Has guidance been issued for standards of qualification? Do these trials have to be measures of last resort?
Moskowitz: The federal law is interesting in that it says that in order to have access you have to have a life-threatening condition, and that's a condition for which the likelihood of death is probable unless the course of the disease or condition is altered. You don't see that kind of requirement in Medicare, for example, which allows coverage for disabling conditions. [Many state plans follow Medicare on clinical trials.] The types of trials are very similar to what you would normally see - some kind of standards as relates to the results of the trial, some way to know things are being handled scientifically.
Where this gets more complicated, and where the federal government has started to grapple with this more, is what about when a study sponsor agrees to cover subject injuries? If the protocol was followed, but the subject was injured - does the study sponsor cover that cost? Many clinical trials will say: 'Study sponsor will cover the cost only if insurance doesn't cover it.' ... Medicare has made it very clear that they're only going to cover it to the extent that the study sponsors don't. Well, does that mean that study sponsors are now going to not agree to cover subject costs? That raises ethical issues.
My own belief is this federal law may extend some coverage in places where there hasn't been coverage before, but it's going to be a complicated assessment by employers as to whether or not this is going to change what they now do. They're going to have to work closelyas with their third-party administrators and with their insurance companies to see if this affects them.
Barrow: This rule applies to all group health plans, the large and small, the insured and self-funded, with the exception of grandfathered health plans and other types of benefits that have been considered excepted. This is one of the reasons we were mentioning early on that a plan may want to retain grandfathered status, because it's really hard to estimate what the cost increase might be due to coverage of these clinical trials.
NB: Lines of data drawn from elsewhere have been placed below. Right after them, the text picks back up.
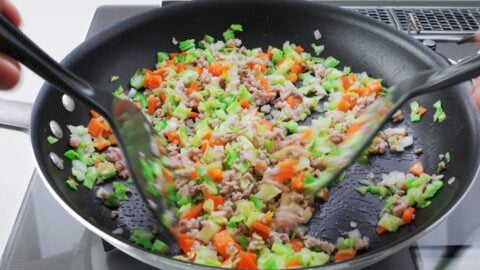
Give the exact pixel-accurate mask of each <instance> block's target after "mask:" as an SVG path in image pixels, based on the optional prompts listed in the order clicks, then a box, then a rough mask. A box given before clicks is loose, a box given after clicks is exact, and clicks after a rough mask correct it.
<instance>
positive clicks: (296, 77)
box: [287, 72, 298, 83]
mask: <svg viewBox="0 0 480 270" xmlns="http://www.w3.org/2000/svg"><path fill="white" fill-rule="evenodd" d="M287 80H289V81H291V82H292V83H294V82H296V81H297V80H298V76H297V73H293V72H292V73H290V74H288V76H287Z"/></svg>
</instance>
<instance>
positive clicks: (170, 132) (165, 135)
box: [165, 131, 181, 144]
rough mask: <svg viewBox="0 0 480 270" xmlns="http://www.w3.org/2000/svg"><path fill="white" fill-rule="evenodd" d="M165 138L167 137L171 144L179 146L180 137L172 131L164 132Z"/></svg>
mask: <svg viewBox="0 0 480 270" xmlns="http://www.w3.org/2000/svg"><path fill="white" fill-rule="evenodd" d="M165 136H167V140H168V141H169V142H171V143H176V144H180V142H181V141H180V137H179V136H178V135H177V133H175V132H174V131H167V132H165Z"/></svg>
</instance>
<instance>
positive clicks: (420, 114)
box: [418, 106, 427, 116]
mask: <svg viewBox="0 0 480 270" xmlns="http://www.w3.org/2000/svg"><path fill="white" fill-rule="evenodd" d="M426 112H427V109H426V108H425V107H423V106H420V107H419V108H418V114H420V116H422V115H424V114H425V113H426Z"/></svg>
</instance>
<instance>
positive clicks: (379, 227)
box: [375, 226, 387, 235]
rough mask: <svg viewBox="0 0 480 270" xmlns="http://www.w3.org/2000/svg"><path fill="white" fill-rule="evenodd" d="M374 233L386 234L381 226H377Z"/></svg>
mask: <svg viewBox="0 0 480 270" xmlns="http://www.w3.org/2000/svg"><path fill="white" fill-rule="evenodd" d="M375 232H376V233H377V234H378V235H381V234H384V233H386V232H387V229H385V228H384V227H382V226H377V227H376V228H375Z"/></svg>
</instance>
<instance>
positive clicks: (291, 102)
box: [287, 96, 302, 108]
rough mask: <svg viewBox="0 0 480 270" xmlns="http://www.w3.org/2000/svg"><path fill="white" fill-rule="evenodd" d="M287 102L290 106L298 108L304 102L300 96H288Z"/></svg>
mask: <svg viewBox="0 0 480 270" xmlns="http://www.w3.org/2000/svg"><path fill="white" fill-rule="evenodd" d="M287 103H288V105H290V107H292V108H296V107H297V106H298V105H300V104H301V103H302V99H301V98H300V97H294V96H288V97H287Z"/></svg>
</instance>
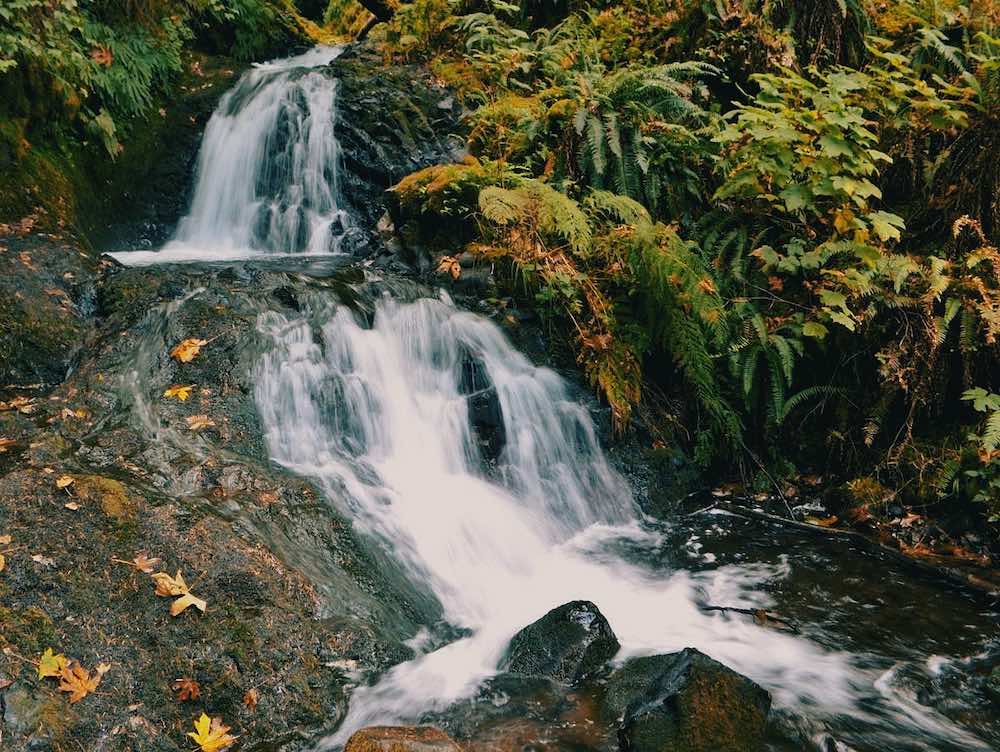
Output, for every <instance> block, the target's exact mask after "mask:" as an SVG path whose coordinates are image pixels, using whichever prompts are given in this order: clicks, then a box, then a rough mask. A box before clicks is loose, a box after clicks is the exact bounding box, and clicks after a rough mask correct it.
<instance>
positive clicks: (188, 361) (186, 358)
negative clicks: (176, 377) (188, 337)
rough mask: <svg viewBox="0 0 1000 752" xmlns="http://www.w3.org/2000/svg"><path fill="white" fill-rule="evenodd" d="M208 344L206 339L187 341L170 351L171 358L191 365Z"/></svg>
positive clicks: (193, 339)
mask: <svg viewBox="0 0 1000 752" xmlns="http://www.w3.org/2000/svg"><path fill="white" fill-rule="evenodd" d="M207 344H208V340H205V339H194V338H192V339H186V340H184V341H183V342H181V343H180V344H179V345H177V347H175V348H174V349H173V350H171V351H170V357H172V358H175V359H176V360H179V361H180V362H181V363H190V362H191V361H192V360H194V359H195V358H196V357H198V353H200V352H201V348H203V347H204V346H205V345H207Z"/></svg>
The carriers have done a great job of letting their employer-clients know what some of these rules will result in in terms of premium changes, but I haven't seen any estimates into what kind of increase an average plan could expect to see based on this requirement.
Can a plan require that a participant go through a medical trial with a provider of their choice? Can they insist on naming the venue?
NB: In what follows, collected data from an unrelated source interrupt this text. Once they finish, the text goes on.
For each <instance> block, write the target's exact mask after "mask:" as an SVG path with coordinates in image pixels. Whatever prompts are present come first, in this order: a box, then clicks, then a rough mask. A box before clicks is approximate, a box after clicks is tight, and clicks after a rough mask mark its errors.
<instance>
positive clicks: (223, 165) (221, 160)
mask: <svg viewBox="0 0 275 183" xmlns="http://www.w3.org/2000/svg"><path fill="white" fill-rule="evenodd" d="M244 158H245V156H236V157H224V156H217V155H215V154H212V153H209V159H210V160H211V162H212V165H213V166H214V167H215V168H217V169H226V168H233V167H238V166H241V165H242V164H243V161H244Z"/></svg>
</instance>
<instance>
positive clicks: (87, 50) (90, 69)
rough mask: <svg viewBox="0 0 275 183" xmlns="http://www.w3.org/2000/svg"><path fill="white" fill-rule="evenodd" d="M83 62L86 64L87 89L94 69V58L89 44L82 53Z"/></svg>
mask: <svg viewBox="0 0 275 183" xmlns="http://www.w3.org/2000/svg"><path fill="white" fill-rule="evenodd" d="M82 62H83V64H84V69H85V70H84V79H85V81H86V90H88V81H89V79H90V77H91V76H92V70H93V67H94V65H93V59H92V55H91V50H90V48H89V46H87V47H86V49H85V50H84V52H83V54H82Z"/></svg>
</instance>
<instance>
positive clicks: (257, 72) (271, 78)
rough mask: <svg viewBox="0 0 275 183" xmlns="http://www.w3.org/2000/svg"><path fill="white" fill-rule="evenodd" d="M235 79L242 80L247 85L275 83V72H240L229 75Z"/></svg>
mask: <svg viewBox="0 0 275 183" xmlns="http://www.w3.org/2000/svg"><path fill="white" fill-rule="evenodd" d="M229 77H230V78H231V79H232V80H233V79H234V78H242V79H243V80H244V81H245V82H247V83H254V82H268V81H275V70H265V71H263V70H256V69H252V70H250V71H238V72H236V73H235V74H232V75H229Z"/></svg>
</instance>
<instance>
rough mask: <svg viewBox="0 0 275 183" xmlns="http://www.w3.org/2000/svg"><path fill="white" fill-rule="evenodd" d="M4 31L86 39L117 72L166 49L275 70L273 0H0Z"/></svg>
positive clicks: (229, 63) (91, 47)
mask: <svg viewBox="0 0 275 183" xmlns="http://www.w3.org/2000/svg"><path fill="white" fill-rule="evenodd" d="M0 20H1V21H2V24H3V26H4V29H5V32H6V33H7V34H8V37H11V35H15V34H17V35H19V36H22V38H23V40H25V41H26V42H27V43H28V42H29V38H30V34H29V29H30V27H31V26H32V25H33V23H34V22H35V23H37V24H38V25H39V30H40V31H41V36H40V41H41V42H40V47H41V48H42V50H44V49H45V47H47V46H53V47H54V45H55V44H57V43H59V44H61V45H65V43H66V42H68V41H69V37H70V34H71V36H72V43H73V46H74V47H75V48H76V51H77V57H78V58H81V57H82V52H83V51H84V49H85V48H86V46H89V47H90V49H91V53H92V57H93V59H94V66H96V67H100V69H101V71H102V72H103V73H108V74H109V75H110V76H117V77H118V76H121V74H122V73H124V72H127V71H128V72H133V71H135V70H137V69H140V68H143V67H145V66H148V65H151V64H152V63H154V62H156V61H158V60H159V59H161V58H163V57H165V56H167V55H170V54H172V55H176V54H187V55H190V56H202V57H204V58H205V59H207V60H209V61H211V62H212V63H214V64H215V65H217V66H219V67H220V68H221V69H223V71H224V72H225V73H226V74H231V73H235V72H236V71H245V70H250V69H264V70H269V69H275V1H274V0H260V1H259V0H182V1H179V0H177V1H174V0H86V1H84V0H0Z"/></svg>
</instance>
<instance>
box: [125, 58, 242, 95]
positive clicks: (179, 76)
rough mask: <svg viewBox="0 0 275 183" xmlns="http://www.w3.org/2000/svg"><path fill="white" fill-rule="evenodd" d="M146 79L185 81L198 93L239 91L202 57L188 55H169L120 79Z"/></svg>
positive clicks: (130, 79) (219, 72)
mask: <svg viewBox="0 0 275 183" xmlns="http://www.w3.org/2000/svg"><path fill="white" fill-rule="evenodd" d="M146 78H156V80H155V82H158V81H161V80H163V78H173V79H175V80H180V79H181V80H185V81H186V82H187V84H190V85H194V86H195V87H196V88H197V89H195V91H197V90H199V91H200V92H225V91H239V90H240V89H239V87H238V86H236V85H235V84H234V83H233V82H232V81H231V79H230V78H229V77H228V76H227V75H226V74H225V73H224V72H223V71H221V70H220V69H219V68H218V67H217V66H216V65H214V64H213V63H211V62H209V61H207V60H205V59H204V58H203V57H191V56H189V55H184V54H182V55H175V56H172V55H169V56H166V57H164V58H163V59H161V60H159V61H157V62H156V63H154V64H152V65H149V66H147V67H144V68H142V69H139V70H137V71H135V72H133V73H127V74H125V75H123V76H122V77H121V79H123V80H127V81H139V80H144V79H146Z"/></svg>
Barrow: To a certain extent a plan can require that a participant use in-network services, if there is an in-network provider that is willing to accept that individual as a participant. But if the plan also does provide coverage for out-of-network services, to the extent that there is not an in-network provider available, then they still have to cover the routine costs incurred out-of-network as well. ... One final other thing from the health plan standpoint is that the agencies don't intend to issue regulations on these rules - they're considered to be self-implementing, so basically the plan administrators are supposed to follow what could be seen as reasonable interpretation of that.